The process of accountability begins during the supplier or logistics partner evaluation process. When vetting potential new vendors, it is important to have a setlist of standards that they meet. New vendors gain access to the supply chain platform to upload current certifications, internal sustainability initiatives, and audit reports. These documents are saved within a repository and vendor profile for future accessibility.
While the vendor management team is conducting due diligence and more in-depth evaluation, factories are rated for pre-defined parameters and standards, which will then inform the development of contractual SLAs.
Transparency and Traceability
Traceability and transparency are critical components of accountability to stakeholders and customers. Companies that invest in a supply chain compliance system can hold material suppliers accountable by tracking all components’ origin. This traceability level allows companies to measure sustainability and environmental standards, mitigate risks involved in the production of certain products, and then choose how and where to expose this information to internal and external stakeholders. This information will result in better cost controls and an increase in customer lifetime value.
Establishing Protocols and Controls
Accountability also requires the development of well-thought-out strategies for handling disruptions and other issues. It is essential to involve key players such as internal stakeholders, suppliers, and logistics partners to ensure that procedures and responses are clearly stated and are effective. Protocols and controls can vary between direct and indirect suppliers, so it is crucial to understand standard processes, defining parameters that can be monitored, identifying individuals within each organization responsible for specific functions, and standard timelines to be followed.
It is equally important to establish controls to have real-time supply chain tracking and proactive notifications in the event of non-conformity to parameters such as timelines, quality control inspections, and short shipment of orders.
Management of Non-Compliance
Supply chain executives can then react quickly to resolve such issues while maintaining original deadlines and cost control. Depending on the severity of the non-compliance, the supplier’s degree of culpability for the action, and the supplier’s commitment and capability to adjust and correct internal processes, suspension or exclusion of that supplier may be warranted.
When non-compliant suppliers are suspended, supply chain managers can then engage with them to develop, implement, and monitor a time-bound implementation plan to achieve compliance, including necessary remediation.

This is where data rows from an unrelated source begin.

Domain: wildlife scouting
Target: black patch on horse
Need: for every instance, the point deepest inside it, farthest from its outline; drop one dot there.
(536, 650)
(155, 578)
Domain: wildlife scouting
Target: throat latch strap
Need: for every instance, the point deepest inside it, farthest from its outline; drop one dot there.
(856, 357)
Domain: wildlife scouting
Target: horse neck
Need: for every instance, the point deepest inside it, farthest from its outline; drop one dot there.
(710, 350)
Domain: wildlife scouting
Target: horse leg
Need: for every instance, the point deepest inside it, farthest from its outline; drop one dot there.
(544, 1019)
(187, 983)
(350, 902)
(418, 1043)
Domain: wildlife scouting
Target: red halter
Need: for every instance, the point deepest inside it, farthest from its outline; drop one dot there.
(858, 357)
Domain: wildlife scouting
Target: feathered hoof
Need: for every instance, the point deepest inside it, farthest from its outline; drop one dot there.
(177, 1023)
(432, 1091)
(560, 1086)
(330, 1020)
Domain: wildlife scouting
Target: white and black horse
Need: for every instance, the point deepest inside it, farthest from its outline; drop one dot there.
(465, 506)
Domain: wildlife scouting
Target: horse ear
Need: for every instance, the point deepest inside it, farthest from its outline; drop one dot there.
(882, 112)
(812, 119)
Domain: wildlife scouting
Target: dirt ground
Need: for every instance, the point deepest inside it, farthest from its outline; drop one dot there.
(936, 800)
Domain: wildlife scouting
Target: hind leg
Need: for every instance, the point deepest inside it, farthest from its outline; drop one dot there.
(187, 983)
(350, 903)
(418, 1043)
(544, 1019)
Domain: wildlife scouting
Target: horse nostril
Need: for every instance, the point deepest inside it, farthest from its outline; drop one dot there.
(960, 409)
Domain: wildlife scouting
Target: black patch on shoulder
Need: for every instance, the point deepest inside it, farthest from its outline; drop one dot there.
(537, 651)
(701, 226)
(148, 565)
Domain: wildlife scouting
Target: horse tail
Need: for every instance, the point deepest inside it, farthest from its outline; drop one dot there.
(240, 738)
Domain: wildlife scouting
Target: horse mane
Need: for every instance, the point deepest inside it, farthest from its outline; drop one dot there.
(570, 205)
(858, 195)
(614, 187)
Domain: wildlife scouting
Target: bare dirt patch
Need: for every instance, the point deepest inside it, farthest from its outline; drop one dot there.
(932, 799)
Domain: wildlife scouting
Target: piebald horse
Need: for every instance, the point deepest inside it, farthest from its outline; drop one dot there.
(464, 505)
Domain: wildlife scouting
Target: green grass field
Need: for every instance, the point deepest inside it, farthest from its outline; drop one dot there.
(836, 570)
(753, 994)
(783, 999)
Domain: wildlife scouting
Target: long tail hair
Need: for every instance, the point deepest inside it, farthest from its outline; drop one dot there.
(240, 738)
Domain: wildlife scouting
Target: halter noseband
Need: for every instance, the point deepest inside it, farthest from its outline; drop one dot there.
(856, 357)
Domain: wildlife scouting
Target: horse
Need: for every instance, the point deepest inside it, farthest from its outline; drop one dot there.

Supply Chain Optimization and Cost Controls
By generating reports that provide an audit trail and measure adherence to protocols and SLAs such as timelines, cost targets, and quality control, companies can then harness the data to optimize their vendor base further, supply chain operations, and processes. Implementation of contractual penalties for non-adherence to standards can help reduce costs for all functions: raw materials and components, manufacturing services, and logistics and transportation. This data is also helpful when negotiating contract renewals- the ability to implement better controls, financial penalties, and expanded SLAs will improve efficiencies, cost savings, service levels, and better production quality.